Existing jet ignition systems involve the creation of hot gas jets from a pre-chamber which are then introduced into the cylinder where they rapidly induce ignition of the main in-cylinder charge. MAHLE’s TJI system is characterized by auxiliary pre-chamber fuelling, small orifices connecting the main and pre-chamber combustion cavities and a very small pre-chamber volume. The smaller orifice size causes turbulence in the hot gas jets which then penetrate deeper into the main combustion chamber and cause a distributed ignition effect. This process then allows extension of knock limits and increased compression ratios (up to 14:1) combined with lower combustion temperatures and reduced throttling / pumping losses to achieve thermal efficiencies in the region of 45%.
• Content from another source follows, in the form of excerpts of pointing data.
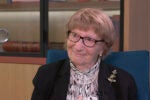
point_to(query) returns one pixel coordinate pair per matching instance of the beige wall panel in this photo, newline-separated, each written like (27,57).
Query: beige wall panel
(16,81)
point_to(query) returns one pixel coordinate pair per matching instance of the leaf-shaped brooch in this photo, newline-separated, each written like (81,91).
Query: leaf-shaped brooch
(112,77)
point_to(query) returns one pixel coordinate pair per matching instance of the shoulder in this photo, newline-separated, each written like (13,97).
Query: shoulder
(125,85)
(123,77)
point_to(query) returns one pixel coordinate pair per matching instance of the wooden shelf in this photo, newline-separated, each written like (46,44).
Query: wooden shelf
(108,5)
(20,6)
(60,6)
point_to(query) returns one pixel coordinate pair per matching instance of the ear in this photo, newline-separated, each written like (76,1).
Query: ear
(101,53)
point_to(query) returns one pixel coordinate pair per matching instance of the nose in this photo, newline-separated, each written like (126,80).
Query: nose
(79,44)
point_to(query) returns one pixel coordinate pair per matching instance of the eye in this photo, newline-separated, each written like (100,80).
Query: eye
(74,34)
(89,39)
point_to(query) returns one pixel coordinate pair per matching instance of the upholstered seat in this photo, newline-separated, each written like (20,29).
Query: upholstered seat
(134,62)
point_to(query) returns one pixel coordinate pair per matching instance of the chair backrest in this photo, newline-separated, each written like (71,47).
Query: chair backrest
(134,62)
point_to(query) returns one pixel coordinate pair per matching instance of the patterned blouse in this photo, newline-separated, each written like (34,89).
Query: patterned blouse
(83,85)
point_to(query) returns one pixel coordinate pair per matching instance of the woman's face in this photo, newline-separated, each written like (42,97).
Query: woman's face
(81,55)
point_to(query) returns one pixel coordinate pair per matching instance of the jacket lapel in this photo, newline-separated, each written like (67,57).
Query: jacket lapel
(106,91)
(61,84)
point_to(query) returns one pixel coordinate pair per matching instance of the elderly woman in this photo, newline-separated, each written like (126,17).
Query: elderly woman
(84,76)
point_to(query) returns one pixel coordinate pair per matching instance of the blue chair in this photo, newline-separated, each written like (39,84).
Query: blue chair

MAHLE’s TJI unit replaces the conventional spark plug and can utilize the original PFI or DI fuel system in both naturally aspirated and turbocharged engines. The conventional engine control system can be retained and the system can be operated on readily available, commercial fuels. Strong synergies exist when coupling turbulent jet ignition with engine downsizing at both high and low engine loads through the use of modern variable valvetrain systems.
The ultra-high efficiency achievable with Turbulent Jet Ignition and the simplicity of the mechanical hardware and controls systems also offers unique opportunities to hybrid and range extender vehicle applications.